Submitted to: Genome Biology and Evolution
Publication Type: Peer Reviewed Journal
Publication Acceptance Date: 2/8/2023
Publication Date: 2/16/2023
Citation: Chang, J., Stahlke, A.R., Chudalayandi, S., Rosen, B.D., Childers, A.K., Severin, A. 2023. polishCLR: a Nextflow workflow for polishing PacBio CLR genome assemblies. Genome Biology and Evolution. 15(3): Article evad020. https://doi.org/10.1093/gbe/evad020.
DOI: https://doi.org/10.1093/gbe/evad020

Interpretive Summary: There are many steps necessary to computationally assemble and error-correct a high-quality genome. In order to simplify the error-correction processes so users can more easily follow the accepted best practices we have developed a new software workflow called polishCLR that is easily implemented on a range of computer systems. The workflow allows flexibility for special input assembly considerations, manages files through numerous steps and provides reports with metrics computed throughout the process.
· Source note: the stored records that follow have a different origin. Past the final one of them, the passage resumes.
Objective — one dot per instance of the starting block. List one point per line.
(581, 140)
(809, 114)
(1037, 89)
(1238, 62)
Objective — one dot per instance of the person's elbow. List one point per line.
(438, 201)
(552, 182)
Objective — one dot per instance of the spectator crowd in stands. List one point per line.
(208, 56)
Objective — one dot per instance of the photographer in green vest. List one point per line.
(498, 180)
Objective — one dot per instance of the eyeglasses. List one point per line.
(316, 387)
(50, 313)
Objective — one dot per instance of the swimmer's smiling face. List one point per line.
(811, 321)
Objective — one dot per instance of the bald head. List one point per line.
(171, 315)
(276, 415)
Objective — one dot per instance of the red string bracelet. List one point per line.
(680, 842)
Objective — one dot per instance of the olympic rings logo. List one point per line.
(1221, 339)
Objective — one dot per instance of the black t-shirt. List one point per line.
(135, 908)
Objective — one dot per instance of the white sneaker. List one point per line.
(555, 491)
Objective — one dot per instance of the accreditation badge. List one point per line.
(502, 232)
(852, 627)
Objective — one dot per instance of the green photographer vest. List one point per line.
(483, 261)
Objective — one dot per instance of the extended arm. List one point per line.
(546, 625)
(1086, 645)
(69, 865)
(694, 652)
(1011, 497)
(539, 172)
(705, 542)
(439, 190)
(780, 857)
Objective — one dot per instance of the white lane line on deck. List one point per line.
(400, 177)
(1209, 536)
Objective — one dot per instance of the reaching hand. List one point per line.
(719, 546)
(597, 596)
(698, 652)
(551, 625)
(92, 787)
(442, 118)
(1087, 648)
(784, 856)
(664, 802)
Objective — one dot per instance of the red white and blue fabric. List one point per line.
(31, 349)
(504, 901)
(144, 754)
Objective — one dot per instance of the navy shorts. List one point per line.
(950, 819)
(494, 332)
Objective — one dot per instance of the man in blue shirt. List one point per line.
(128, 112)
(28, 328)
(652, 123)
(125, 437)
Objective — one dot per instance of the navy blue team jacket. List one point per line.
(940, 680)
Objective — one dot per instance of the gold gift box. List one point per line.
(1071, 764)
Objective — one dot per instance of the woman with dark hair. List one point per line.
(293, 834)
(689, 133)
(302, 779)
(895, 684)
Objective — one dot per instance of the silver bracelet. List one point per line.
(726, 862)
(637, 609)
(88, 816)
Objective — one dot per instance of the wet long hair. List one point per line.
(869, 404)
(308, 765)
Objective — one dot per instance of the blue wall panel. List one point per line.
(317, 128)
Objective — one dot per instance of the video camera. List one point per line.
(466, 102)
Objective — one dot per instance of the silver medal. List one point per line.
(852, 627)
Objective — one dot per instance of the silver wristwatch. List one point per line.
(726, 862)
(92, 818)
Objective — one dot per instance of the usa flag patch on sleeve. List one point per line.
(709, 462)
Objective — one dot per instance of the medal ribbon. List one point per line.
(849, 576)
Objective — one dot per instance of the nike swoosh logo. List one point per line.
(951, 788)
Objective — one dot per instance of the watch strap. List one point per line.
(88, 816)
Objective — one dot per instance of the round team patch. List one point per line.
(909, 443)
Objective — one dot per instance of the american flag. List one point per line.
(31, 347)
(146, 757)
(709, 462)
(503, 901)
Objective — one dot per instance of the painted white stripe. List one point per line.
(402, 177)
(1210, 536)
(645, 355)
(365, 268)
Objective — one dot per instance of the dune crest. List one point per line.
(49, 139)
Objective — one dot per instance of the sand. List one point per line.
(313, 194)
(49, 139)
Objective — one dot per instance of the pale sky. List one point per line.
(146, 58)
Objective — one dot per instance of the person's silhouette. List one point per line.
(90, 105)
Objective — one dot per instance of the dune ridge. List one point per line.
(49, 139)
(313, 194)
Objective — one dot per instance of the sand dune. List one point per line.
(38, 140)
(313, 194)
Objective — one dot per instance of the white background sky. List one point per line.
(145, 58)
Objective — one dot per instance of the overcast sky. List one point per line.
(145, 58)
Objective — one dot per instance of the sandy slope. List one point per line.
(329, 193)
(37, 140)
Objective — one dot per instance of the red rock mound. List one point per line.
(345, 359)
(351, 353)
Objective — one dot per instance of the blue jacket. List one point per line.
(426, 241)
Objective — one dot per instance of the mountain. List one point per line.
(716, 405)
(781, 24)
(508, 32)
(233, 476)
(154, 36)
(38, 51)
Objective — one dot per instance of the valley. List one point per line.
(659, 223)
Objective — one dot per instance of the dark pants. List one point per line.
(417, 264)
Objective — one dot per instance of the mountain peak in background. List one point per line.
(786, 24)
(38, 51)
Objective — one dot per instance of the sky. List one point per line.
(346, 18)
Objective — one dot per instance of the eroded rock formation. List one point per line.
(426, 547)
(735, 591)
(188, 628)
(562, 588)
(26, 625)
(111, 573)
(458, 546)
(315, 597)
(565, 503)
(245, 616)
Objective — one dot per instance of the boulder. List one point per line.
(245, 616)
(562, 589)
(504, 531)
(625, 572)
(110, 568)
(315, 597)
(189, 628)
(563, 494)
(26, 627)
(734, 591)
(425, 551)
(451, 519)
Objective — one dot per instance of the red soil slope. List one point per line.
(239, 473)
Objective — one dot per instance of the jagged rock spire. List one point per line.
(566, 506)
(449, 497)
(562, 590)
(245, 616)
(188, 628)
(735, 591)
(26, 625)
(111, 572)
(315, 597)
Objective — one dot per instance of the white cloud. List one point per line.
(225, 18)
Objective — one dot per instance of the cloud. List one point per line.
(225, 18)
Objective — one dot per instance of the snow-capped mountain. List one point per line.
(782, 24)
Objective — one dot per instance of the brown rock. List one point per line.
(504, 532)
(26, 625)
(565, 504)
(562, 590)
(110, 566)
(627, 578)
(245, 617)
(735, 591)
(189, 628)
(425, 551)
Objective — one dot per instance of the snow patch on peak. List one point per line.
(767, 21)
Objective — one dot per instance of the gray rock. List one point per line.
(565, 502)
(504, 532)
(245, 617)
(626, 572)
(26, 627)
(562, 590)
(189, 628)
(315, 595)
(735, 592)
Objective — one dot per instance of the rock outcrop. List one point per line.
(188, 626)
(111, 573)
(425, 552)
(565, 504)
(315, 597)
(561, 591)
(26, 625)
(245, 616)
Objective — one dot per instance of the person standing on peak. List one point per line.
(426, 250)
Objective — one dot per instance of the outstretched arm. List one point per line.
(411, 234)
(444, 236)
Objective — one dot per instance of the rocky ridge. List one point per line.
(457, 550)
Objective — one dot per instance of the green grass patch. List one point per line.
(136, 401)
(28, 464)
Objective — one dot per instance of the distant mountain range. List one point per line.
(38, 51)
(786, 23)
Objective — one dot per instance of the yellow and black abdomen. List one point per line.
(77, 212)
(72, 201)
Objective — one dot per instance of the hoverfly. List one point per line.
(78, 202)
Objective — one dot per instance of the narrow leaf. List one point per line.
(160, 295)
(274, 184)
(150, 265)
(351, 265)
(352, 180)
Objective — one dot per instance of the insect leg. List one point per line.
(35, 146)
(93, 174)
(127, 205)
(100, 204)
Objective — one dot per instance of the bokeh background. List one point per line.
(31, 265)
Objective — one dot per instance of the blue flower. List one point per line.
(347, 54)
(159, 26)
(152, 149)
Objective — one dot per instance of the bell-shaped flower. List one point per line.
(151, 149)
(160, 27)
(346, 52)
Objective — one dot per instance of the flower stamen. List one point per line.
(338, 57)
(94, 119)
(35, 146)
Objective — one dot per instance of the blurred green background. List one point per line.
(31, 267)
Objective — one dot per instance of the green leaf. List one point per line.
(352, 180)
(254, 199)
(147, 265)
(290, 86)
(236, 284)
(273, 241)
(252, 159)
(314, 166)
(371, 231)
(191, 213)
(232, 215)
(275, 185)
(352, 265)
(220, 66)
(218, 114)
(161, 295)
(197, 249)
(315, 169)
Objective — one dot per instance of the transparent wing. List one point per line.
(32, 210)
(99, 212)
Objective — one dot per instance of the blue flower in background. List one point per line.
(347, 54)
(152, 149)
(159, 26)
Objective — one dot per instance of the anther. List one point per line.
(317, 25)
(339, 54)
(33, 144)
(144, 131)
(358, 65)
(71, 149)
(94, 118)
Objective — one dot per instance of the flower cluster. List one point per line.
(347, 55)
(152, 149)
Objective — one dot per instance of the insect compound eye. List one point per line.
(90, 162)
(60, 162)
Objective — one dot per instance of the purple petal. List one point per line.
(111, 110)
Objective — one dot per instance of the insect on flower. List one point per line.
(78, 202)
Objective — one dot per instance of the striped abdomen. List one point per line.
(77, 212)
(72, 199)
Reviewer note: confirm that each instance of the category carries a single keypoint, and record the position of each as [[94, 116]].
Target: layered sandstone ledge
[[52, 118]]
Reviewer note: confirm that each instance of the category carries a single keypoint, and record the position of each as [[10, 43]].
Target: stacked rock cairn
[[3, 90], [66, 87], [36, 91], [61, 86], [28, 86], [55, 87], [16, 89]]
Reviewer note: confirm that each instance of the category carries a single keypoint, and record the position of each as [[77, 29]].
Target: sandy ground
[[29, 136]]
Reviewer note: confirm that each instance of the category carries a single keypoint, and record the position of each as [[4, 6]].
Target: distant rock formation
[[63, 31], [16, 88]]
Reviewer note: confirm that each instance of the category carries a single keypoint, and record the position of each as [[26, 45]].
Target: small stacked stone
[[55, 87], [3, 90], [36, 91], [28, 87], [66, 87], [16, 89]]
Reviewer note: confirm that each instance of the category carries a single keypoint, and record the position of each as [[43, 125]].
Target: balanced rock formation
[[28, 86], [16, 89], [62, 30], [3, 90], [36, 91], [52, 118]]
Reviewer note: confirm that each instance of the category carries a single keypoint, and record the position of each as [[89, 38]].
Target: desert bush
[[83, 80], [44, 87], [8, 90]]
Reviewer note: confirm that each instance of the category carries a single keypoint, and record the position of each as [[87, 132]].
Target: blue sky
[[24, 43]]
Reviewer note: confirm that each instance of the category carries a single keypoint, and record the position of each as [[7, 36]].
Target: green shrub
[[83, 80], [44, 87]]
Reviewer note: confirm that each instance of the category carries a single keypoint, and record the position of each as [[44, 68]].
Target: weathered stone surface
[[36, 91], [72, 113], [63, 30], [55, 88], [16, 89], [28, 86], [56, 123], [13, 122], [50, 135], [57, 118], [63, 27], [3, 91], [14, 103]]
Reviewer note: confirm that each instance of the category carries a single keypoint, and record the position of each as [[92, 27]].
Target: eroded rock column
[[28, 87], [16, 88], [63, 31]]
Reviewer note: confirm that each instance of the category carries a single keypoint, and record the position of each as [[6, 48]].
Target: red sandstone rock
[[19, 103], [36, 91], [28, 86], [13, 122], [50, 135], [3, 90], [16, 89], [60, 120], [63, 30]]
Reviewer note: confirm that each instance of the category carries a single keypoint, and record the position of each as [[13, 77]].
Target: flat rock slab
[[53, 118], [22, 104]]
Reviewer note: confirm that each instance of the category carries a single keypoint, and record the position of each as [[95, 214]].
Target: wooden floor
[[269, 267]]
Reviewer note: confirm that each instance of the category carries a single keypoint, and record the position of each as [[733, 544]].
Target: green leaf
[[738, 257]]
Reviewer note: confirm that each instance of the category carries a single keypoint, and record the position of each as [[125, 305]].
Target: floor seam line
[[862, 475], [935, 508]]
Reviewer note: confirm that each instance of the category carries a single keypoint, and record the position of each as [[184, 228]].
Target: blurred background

Technical Abstract: Long-read sequencing has revolutionized genome assembly, yielding highly contiguous, chromosome-level contigs. However, assemblies from some third generation long read technologies, such as Pacific Biosciences (PacBio) Continuous Long Reads (CLR), have a high error rate. Such errors can be corrected with short reads through a process called polishing. Although best practices for polishing non-model de novo genome assemblies were recently described by the Vertebrate Genome Project (VGP) Assembly community, there is a need for a publicly available, reproducible workflow that can be easily implemented and run on a conventional high performance computing environment. Here, we describe polishCLR (https://github.com/isugifNF/polishCLR), a reproducible Nextflow workflow that implements best practices for polishing assemblies made from CLR data. PolishCLR can be initiated from several input options that extend best practices to suboptimal cases. It also provides re-entry points throughout several key processes including identifying duplicate haplotypes in purge_dups, allowing a break for scaffolding if data are available, and throughout multiple rounds of polishing and evaluation with Arrow and FreeBayes. PolishCLR is containerized and publicly available for the greater assembly community as a tool to complete assemblies from existing, error-prone long-read data.